Children of Josiah and Penelope Winslow, all born in Marshfield, Plymouth Colony:
- (infant), born and died March 1658.
- Elizabeth, born April 1664 and died June 11, 1735. She married, September 4, 1684 Stephen Burton as his 2nd wife. They had three children.
- Edward, born and died May 1667.
- Isaac, born 1670 and died December 6, 1738. He married, July 21, 1700 Sarah Wensley (or Hensley). She died December 16, 1753. They had two children. He was buried in Winslow Cemetery, Marshfield, Massachusetts. Isaac Winslow had an exemplary career in colonial military and governmental affairs.
Josiah Winslow married Penelope Pelham in England in 1651, she being born about 1633. Her parents were Herbert Pelham, Esq., and Jemima (Waldegrave). Both parents had extensive noble lineage from England and elsewhere in Europe. Herbert Pelham, as well as his father-in-law Thomas Waldegrave were members of the “Adventurers” which provided investment in the Massachusetts Bay Company (later Colony) at its beginnings in 1630. Pelham advocated new settlement in New England and came to that colony with his family in 1638, being involved with the new Harvard College at Cambridge.
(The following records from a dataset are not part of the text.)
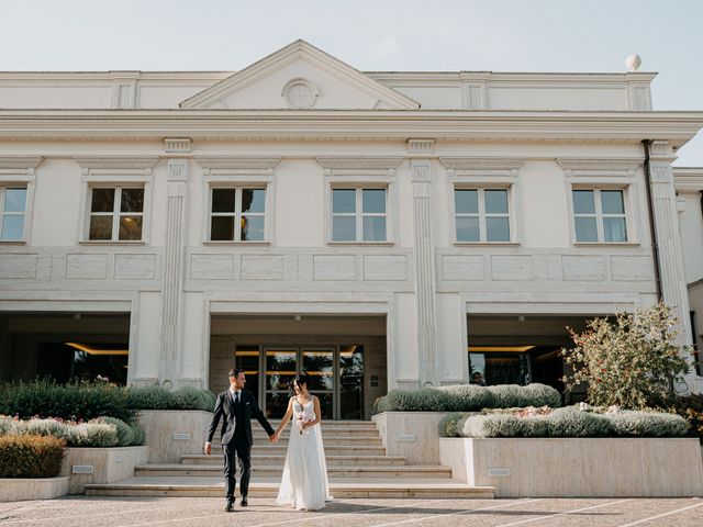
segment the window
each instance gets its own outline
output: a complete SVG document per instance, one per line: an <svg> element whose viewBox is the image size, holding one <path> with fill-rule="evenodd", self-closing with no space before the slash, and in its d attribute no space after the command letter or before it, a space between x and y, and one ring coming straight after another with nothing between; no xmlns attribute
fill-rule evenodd
<svg viewBox="0 0 703 527"><path fill-rule="evenodd" d="M510 242L507 189L455 189L457 242Z"/></svg>
<svg viewBox="0 0 703 527"><path fill-rule="evenodd" d="M332 242L386 242L386 189L332 189Z"/></svg>
<svg viewBox="0 0 703 527"><path fill-rule="evenodd" d="M90 192L88 239L142 240L144 188L94 187Z"/></svg>
<svg viewBox="0 0 703 527"><path fill-rule="evenodd" d="M264 242L266 189L212 189L211 242Z"/></svg>
<svg viewBox="0 0 703 527"><path fill-rule="evenodd" d="M0 240L24 239L26 187L0 187Z"/></svg>
<svg viewBox="0 0 703 527"><path fill-rule="evenodd" d="M627 242L623 191L574 189L573 225L577 242Z"/></svg>

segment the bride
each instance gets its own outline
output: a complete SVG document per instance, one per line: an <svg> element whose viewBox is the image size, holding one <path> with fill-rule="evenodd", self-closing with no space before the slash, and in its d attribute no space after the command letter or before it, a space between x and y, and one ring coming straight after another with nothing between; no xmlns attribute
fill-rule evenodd
<svg viewBox="0 0 703 527"><path fill-rule="evenodd" d="M310 378L306 374L300 374L293 380L295 395L290 397L286 415L272 438L274 442L278 441L281 431L293 417L276 503L299 511L317 511L325 506L325 501L332 500L320 430L320 400L310 394L309 384Z"/></svg>

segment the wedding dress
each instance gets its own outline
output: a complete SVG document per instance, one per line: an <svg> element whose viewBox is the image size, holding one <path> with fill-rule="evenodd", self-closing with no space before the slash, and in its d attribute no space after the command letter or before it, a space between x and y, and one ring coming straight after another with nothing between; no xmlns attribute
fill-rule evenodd
<svg viewBox="0 0 703 527"><path fill-rule="evenodd" d="M304 406L293 401L293 424L276 503L299 511L317 511L325 506L325 501L332 500L322 431L320 424L303 430L301 418L304 422L315 419L313 401Z"/></svg>

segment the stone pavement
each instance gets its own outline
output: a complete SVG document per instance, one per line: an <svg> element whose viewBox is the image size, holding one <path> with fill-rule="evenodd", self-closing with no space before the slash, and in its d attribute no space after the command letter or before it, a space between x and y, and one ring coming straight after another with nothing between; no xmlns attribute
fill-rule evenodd
<svg viewBox="0 0 703 527"><path fill-rule="evenodd" d="M225 513L214 497L96 497L0 503L0 526L387 527L703 526L703 498L336 500L322 512L250 498Z"/></svg>

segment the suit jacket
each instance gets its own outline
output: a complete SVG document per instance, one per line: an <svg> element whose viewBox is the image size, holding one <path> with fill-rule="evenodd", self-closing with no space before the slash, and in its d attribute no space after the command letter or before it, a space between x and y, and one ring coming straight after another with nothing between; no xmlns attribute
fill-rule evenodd
<svg viewBox="0 0 703 527"><path fill-rule="evenodd" d="M243 419L239 423L239 428L236 428L237 416ZM212 421L210 422L210 428L208 429L208 442L212 442L212 436L214 436L217 429L217 424L222 419L222 430L220 433L222 445L228 445L230 441L237 440L243 441L246 446L252 446L254 442L252 438L252 417L256 417L261 427L270 436L275 434L274 428L269 425L264 412L257 406L254 399L254 394L247 390L242 390L239 395L239 405L236 407L234 404L234 395L227 389L217 395L215 402L215 410L212 414ZM235 437L235 429L237 431Z"/></svg>

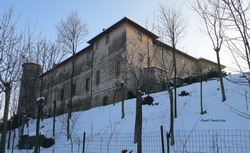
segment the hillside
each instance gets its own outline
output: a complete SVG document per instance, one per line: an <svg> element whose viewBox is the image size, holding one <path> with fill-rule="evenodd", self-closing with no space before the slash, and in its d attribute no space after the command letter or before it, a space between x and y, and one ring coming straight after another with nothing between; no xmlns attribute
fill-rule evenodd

At that time he was a young widower, his wife Jemima having just died, leaving him with four children including 5 year-old Penelope. Pelham soon married a young widow, Elizabeth Harlakenden. In 1643 Herbert Pelham was appointed treasurer of Harvard and in 1645 became Assistant to Governor Thomas Dudley. In late 1646 the Pelham family returned to England where he had retained extensive family properties in England and Ireland. On the same ship going to England, they encountered Edward Winslow, who a few years later would be Penelope’s father-in-law. Winslow and Pelham had known each other, Pelham having witnessed a letter Winslow wrote to colony Governor Winthrop in 1644, and several years later worked together in England on colony-related business. In England Penelope may have learned about the life of an upper-class gentlewoman from her stepmother. In 1651 Josiah Winslow traveled to England to see his father who, in 1646, had joined the Puritan Protectorate government of Oliver Cromwell. Sometime between 1646 and 1651 Josiah met Penelope in England and it is believed they were married in 1651, which is when they, and Edward Winslow, all had portraits painted, seemingly as companion pictures. These paintings hang today in the Pilgrim Hall Museum.
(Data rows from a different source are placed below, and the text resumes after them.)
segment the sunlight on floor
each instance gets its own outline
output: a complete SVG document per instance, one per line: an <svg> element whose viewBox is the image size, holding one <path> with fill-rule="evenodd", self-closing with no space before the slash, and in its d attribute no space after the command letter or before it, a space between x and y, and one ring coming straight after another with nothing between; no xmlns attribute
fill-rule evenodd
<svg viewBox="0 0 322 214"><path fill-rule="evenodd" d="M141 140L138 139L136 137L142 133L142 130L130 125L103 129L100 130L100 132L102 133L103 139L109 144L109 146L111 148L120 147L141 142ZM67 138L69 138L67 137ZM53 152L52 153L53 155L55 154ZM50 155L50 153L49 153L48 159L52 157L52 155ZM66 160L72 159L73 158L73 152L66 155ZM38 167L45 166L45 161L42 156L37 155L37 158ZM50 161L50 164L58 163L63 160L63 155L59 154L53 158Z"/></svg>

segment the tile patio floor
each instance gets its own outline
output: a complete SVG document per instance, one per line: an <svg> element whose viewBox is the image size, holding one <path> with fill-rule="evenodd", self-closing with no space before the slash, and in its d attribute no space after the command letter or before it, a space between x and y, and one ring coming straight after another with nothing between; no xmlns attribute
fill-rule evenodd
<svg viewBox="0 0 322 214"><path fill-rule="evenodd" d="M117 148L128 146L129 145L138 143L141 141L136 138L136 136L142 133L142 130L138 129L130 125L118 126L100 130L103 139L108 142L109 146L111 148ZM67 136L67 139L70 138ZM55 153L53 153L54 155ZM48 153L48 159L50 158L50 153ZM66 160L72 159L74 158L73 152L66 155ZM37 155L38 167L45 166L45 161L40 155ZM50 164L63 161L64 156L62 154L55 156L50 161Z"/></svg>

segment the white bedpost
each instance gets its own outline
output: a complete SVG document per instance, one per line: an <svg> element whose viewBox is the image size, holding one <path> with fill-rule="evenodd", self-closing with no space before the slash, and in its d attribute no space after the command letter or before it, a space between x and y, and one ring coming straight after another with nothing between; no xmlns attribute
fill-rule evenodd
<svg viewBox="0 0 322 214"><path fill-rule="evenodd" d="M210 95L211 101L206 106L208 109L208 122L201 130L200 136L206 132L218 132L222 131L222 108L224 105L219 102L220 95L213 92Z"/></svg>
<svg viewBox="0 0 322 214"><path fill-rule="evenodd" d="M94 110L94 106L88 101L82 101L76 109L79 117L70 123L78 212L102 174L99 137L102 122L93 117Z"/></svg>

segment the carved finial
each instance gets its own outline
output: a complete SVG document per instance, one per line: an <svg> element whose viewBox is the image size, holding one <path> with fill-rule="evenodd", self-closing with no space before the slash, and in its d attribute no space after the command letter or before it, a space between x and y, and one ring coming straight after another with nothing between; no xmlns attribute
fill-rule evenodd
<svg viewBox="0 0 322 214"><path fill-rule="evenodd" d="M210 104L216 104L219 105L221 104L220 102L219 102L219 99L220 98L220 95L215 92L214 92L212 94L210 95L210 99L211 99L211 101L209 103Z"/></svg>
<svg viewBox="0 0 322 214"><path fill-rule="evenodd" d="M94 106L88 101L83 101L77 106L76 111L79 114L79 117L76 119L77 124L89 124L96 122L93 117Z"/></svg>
Josiah and Penelope returned to Plymouth from England in 1655, the same year his father died at sea as part of a Caribbean naval expedition. In the 1660s the Winslows took up residence at the family estate of Carswell in Marshfield, which was named for the English estate of Josiah’s great-grandfather. Josiah enjoyed the distinction of being accomplished in the manner of an English gentleman, married to a quite wealthy and beautiful English wife.
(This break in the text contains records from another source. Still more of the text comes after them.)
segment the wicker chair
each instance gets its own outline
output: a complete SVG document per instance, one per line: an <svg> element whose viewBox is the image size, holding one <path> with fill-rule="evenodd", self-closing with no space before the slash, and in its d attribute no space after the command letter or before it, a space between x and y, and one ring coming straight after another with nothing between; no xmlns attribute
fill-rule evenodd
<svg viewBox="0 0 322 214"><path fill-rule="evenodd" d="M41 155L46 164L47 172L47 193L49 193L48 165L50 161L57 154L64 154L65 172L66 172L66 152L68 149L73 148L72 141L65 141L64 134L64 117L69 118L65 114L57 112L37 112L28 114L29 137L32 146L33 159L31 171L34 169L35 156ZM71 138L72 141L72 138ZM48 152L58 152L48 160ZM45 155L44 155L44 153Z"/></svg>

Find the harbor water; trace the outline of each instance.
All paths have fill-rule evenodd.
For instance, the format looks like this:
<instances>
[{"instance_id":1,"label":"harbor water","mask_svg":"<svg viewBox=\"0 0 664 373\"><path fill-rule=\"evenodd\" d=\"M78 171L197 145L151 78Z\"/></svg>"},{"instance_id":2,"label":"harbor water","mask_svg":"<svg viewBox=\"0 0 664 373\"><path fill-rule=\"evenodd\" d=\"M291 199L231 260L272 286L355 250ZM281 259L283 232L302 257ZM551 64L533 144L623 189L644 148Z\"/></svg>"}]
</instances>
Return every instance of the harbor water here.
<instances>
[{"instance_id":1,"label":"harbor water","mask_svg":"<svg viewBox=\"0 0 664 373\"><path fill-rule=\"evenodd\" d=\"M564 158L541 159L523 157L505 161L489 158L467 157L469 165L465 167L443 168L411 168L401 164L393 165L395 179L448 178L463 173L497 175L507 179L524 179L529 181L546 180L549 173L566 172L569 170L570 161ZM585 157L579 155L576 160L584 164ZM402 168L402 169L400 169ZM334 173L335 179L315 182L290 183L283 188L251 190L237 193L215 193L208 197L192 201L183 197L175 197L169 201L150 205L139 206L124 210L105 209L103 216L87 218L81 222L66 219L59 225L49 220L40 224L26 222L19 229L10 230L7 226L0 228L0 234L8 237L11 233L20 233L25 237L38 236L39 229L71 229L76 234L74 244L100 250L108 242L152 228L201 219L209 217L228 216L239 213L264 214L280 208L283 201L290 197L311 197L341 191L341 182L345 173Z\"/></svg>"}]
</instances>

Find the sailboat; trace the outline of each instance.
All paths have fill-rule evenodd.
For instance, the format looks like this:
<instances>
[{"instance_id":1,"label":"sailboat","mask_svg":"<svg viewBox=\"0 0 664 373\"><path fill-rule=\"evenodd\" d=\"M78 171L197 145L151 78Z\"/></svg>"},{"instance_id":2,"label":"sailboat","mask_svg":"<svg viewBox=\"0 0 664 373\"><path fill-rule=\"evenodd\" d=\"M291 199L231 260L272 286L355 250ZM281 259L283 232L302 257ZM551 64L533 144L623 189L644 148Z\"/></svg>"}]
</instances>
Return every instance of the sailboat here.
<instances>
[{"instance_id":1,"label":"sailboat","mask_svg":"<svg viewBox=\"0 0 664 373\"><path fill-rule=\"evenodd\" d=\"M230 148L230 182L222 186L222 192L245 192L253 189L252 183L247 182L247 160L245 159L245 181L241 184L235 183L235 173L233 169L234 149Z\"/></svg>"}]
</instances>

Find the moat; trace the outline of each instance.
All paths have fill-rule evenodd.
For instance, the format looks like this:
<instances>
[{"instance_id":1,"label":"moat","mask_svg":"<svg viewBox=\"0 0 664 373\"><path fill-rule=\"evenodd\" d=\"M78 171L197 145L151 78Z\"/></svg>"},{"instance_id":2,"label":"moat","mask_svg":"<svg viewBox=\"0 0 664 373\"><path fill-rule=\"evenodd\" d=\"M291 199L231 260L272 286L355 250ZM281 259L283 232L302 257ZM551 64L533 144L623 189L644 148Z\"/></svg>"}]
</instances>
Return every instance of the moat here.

Death and burial of Josiah and Penelope Winslow
Josiah Winslow died on December 18, 1680 in Marshfield, Massachusetts Bay Colony at about age 51. In his will, dated July 2, 1675, he had named his wife Penelope, then age 47, as his estate administrator. In remembrance of her husband, Penelope had Boston silversmith John Coney place a lock of his hair in a mourning ring. After her husband’s death, Penelope continued to live at her home, Carswell, with her children Elizabeth and Isaac, who were still quite young.
Penelope Pelham Winslow died on December 7, 1703, at age 70. Both Josiah Winslow and his wife Penelope were buried in the Winslow Cemetery in Marshfield, which has a memorial to Josiah’s father Edward Winslow, who died at sea, and was the burial place of Josiah’s mother, Susanna White. Winslow Cemetery is where Josiah’s half-brothers Resolved and Peregrine White and their wives were also buried and for whom there is also a memorial.